Servicios educativos: Colegio de cero a 16 años. Bilingüe. Aspectos deportivos completos y cubiertos. Servicio de comedor. Instituto con opción de letras y ciencias, pero también y esencial, con ciclos medios y superiores de Formación Profesional. Obligatoriedad, mediante incentivos diversos, de los profesionales en su empadronamiento en ese pueblo o en uno de los de alrededor.
Servicios administrativos medios. Juez. Administración de primera instancia en Justicia.

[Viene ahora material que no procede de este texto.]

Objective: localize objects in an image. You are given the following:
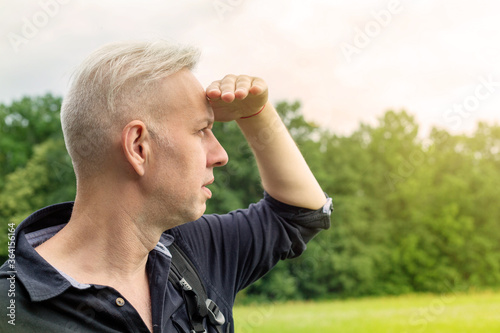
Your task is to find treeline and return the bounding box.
[0,95,500,300]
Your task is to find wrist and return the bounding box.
[240,102,267,119]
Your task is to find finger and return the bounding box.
[234,75,252,99]
[206,80,222,99]
[248,77,267,95]
[220,74,236,103]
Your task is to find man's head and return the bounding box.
[61,41,199,178]
[61,42,227,224]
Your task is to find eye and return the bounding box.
[196,127,209,137]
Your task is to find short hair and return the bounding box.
[61,40,200,178]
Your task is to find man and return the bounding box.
[0,42,331,332]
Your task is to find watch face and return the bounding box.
[323,198,333,215]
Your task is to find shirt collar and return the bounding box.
[15,202,174,302]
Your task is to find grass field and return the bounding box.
[234,292,500,333]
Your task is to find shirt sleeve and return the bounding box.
[169,193,330,303]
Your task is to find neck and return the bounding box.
[36,175,162,285]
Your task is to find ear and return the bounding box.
[121,120,150,176]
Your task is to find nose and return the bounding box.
[207,132,229,167]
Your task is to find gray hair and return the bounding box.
[61,41,200,178]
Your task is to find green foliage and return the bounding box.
[0,95,76,255]
[0,95,500,301]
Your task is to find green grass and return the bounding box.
[234,291,500,333]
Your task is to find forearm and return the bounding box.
[237,102,326,209]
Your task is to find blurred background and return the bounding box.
[0,0,500,332]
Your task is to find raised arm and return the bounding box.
[207,75,326,209]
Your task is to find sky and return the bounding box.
[0,0,500,136]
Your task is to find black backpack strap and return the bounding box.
[168,242,225,333]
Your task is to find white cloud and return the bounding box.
[0,0,500,133]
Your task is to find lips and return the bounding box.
[201,178,214,199]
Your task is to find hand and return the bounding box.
[206,74,268,122]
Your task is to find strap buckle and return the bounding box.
[205,298,226,326]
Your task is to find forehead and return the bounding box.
[161,69,213,123]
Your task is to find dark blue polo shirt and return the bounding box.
[0,194,330,333]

Cultura: cine-teatro con programación regular. Ayudas al asociacionismo. Vertebrar las administraciones con el personal del Instituto para ciclos de conferencias, teatros, charlas, presentaciones, libros, etc. Obligatoriedad mediante incentivos del empadronamiento de funcionarios.
Comercio: incentivar el comercio local de manera que este sea suficiente como para cubrir el 80% de las necesidades del pueblo y de la zona de influencia.
Ocio y deporte: Incentivar cuantos proyectos existan o puedan existir de asociacionismo para el ocio y el deporte. Centro deportivo con pistas (tenis-pádel-deportiva de competición-polideportivas cubiertas, piscina, gimnasio cubierto, Monitores incluidos. Obligatoriedad de empadronamiento mediante incentivos diversos.
Seguridad: Cuartel de policía o de Guardia Civil en el pueblo.
Comunicaciones físicas: enlace mediante ferrocarril y/o autobuses al centro regional y al centro provincial. Dar atención preferente al ferrocarril siempre que sea posible. Comunicaciones lógicas: servicio de mañana y servicio de tarde/noche. Capaz de hacer las gestiones en el día en el sitio que sea.
Comunicaciones de red: Servicio de telefonía en todo el territorio. Servicio de internet por cable/fibra en todo el territorio de gran velocidad.
Servicios bancarios: obligación de las entidades bancarias, mediante ley, de estar presencialmente con una oficina, al menos, en ese municipio. Necesidad de una banca pública para hacerla efectiva por el mero hecho de competencia.
Hostelería: equilibrar y mejorar la oferta hostelera mediante el apoyo de una oficina de Turismo pública abierta en el municipio. Intervenir desde la administración municipal para que dicha oferta sea mejorable y sostenible.